Environmental Science

The Red Sea’s Crown-of-thorns Seastar is an Endemic Species

The Red Sea’s Crown-of-thorns Seastar is an Endemic Species

Crown-of-thorns starfish (COTS) are marine invertebrates that feed on coral. They occur naturally on reefs throughout the Indo-Pacific region, and when conditions are favorable, they can reach plague proportions and devastate hard coral communities. LMU researchers have identified coral-eating crown-of-thorns seastars in the Red Sea as a distinct species found only in this region.

Tropical coral reefs are among the world’s most endangered ecosystems. Aside from climate change, coral-eating crown-of-thorns seastars (Acanthaster spp.) are a major threat in parts of the Indo-Pacific region. These creatures, which can grow to be up to 40 cm long, primarily feed on the polyps of fast-growing stony corals. Mass outbreaks are not uncommon, in which seastars reproduce rapidly and thousands of individuals can destroy large areas of coral reef. Such mass outbreaks have become more common in recent decades, owing in part to overfishing, which has decimated the seastars’ natural enemies.

Crown-of-thorns Seastars are found throughout the Indo-Pacific region. The large venomous spines that protrude from their arms give them their name. Various species had previously been described based on regional morphological differences. However, their relationships remained a little hazy.

It was long assumed that Acanthaster planci, the first species described in the genus, was distributed from the Red Sea and the Indian Ocean across the entire Pacific.

Prof. Gert Wörheide

“It was long assumed that Acanthaster planci, the first species described in the genus, was distributed from the Red Sea and the Indian Ocean across the entire Pacific,” says Gert Wörheide, Professor of Paleontology and Geobiology at LMU. However, more than a decade ago, DNA barcoding data from a doctoral thesis supervised by Wörheide revealed that A. planci can be subdivided into four strongly diverging genetic lineages, which presumably represent different species.

A team led by Wörheide and Gerhard Haszprunar, Professor of Systematic Zoology at LMU, has now demonstrated with the aid of morphological investigations and genetic analyses that the crown-of-thorns seastar native to the Red Sea form a distinct species, which has been given the name Acanthaster benziei.

“This underlines once again the importance of the Red Sea as an ecosystem with unique fauna and numerous endemic species,” emphasizes Wörheide. The new species name honors John Benzie, Professor at University College Cork, who has done pioneering work with his groundbreaking genetic studies on crown-of-thorns seastars in the 1990s and his comprehensive collection.

Crown-of-thorns seastar from Red Sea is endemic species

Fewer arms, thinner spines

For the first time in decades, the scientists were able to describe a new species of crown-of-thorns seastar with A. benziei. “Although isolated specific features had already been observed in Red Sea crown-of-thorns seastars, such as a tendency to a more nocturnal lifestyle and possibly lower toxicity of the spines, we didn’t know that it was actually a distinct species,” Wörheide explains.

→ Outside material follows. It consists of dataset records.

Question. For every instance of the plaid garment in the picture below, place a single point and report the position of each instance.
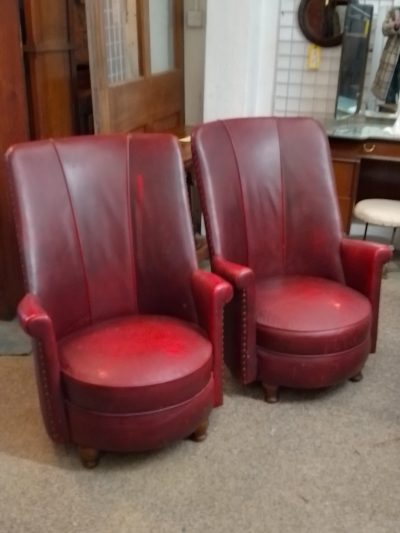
(390, 56)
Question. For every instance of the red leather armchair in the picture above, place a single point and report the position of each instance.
(306, 299)
(127, 331)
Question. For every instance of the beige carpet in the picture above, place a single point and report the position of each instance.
(326, 461)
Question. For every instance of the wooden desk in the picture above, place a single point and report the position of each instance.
(364, 168)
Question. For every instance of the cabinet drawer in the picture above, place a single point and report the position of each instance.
(372, 148)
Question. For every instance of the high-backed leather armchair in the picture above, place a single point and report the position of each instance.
(306, 299)
(127, 331)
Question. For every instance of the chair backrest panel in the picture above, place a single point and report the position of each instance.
(163, 234)
(284, 195)
(92, 213)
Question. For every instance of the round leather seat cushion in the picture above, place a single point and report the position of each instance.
(310, 316)
(135, 364)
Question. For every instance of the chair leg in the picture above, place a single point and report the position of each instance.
(200, 433)
(89, 457)
(270, 393)
(358, 377)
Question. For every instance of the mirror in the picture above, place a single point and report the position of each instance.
(321, 21)
(356, 33)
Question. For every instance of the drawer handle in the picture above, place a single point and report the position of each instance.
(369, 148)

The study found clear distinctions between A. benziei and the other species in the “A. planci” species complex. This included morphological features such as fewer arms and thinner, differently shaped spines, in addition to distinctive mitochondrial DNA sequences.

“Now that we know it’s a distinct species, we can direct our attention to the biology, ecology, and toxicology of A. benziei and the other Acanthaster species,” says Wörheide. In the past, scientists had also observed a lower tendency for mass outbreaks in Red Sea crown-of-thorns seastars.

“Such outbreaks are known primarily from Acanthaster cf. solaris in the western Pacific and regularly cause major damage to the Great Barrier Reef, whereas the phenomenon appears to be less severe in the Red Sea — whether species-specific characteristics are a contributing factor could be the subject of future investigations,” Wörheide says.

Acanthaster cf. solaris from the western Pacific has provided the majority of the data on the biology and ecology of crown-of-thorns seastars to date. “We can conduct more detailed research into the dynamics of mass outbreaks, one of the many stressors that affect tropical reefs, by clearly distinguishing the various species of coral-eating crown-of-thorns seastars. Finally, this is a step toward better reef ecosystem management.”